The Campaign Against Genocide Museum is one of the eight museums managed by the Rwanda Cultural Heritage Academy. It is housed in the Parliamentary building of Rwanda (the former Conseil National de Development) and was inaugurated in 2017 by Paul Kagame with an aim to showcase the history of Rwanda during the campaign against the genocide against the Tutsi.

| Some memorials of the 1994 Genocide against the Tutsi in Rwanda. |

== Background ==
The parliament building was chosen as the location for this museum because it housed 600 Rwanda Patriotic Army soldiers from December 1993 to 1994 as they were preparing for the formation of the Broad-Based Transitional Government and the National Transitional Assembly. Paul Kagame, the RPA Chairman of High Command, later, during the genocide against the Tutsi in Rwanda, ordered that the soldiers break out of their confinement to save thousands of Tutsi who were being killed.
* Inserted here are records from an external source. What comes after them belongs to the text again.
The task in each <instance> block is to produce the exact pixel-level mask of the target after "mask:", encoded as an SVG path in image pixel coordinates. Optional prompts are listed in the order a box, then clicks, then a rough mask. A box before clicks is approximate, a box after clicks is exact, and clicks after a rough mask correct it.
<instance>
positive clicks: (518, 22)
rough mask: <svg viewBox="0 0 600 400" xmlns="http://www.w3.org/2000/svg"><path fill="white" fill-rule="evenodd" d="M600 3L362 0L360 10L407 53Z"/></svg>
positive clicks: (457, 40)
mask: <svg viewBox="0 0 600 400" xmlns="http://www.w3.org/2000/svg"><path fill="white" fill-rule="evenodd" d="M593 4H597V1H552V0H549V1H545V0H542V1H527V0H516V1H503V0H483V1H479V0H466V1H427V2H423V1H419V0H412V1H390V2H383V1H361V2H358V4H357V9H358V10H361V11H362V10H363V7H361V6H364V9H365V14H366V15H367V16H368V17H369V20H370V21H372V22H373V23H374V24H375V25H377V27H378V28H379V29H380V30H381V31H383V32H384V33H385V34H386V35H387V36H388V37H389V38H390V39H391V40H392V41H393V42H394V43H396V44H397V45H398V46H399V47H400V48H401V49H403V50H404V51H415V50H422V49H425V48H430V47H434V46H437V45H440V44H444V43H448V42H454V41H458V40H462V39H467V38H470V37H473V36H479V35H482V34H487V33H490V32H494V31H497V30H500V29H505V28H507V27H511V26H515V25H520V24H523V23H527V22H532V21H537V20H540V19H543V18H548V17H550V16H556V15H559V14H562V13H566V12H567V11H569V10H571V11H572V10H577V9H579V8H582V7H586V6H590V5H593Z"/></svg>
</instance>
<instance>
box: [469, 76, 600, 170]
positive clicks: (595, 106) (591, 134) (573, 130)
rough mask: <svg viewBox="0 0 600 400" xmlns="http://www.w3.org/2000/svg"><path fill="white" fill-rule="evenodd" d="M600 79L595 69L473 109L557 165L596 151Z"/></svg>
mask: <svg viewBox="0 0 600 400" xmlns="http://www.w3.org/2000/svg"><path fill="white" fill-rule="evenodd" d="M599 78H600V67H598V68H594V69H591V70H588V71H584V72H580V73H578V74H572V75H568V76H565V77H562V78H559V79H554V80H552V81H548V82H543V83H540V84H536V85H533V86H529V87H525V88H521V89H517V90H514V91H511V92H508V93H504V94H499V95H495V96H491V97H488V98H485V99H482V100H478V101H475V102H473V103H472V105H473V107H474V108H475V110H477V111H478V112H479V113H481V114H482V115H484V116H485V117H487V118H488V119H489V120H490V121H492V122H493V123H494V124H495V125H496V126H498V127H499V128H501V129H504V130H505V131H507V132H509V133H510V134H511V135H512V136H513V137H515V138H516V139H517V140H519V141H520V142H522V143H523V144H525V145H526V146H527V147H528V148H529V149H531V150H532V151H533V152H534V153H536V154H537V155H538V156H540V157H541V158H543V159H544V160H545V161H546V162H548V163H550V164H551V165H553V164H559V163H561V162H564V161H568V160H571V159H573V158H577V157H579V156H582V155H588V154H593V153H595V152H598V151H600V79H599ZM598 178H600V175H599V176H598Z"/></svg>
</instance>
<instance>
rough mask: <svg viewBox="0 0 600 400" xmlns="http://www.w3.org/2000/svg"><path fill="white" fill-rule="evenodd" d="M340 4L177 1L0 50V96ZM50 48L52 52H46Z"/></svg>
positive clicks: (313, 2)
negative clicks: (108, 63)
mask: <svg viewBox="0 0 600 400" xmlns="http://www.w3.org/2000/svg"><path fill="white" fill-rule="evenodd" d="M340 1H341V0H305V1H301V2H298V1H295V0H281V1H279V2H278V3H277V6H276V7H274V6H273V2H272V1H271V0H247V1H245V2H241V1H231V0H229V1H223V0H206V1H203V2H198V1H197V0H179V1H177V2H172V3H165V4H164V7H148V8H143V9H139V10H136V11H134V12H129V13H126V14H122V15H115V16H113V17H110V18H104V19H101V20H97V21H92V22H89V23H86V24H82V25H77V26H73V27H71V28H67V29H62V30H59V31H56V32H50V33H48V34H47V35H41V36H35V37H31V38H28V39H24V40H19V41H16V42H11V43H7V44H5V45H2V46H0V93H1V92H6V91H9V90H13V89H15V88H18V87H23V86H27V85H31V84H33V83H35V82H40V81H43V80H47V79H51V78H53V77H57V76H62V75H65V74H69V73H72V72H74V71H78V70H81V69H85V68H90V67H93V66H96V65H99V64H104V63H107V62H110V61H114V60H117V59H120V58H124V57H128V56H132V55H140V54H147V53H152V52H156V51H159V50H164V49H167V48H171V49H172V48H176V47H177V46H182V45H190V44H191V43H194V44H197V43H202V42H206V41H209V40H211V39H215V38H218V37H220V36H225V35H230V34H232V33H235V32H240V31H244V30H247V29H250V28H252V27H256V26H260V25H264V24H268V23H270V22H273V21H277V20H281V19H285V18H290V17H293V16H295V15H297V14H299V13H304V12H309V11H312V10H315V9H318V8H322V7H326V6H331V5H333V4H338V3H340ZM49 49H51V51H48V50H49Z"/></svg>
The museum opened on 4 July 2014.

== Features ==
The main focus of the Campaign Against Genocide Museum is how the campaign against the genocide was planned and executed by the Rwanda Patriotic Army. The museum also highlights the role of the RPA. One key object of the museum's collection is a machine gun used by RPA armies to dissuade Hutu forces from entering the parliament building.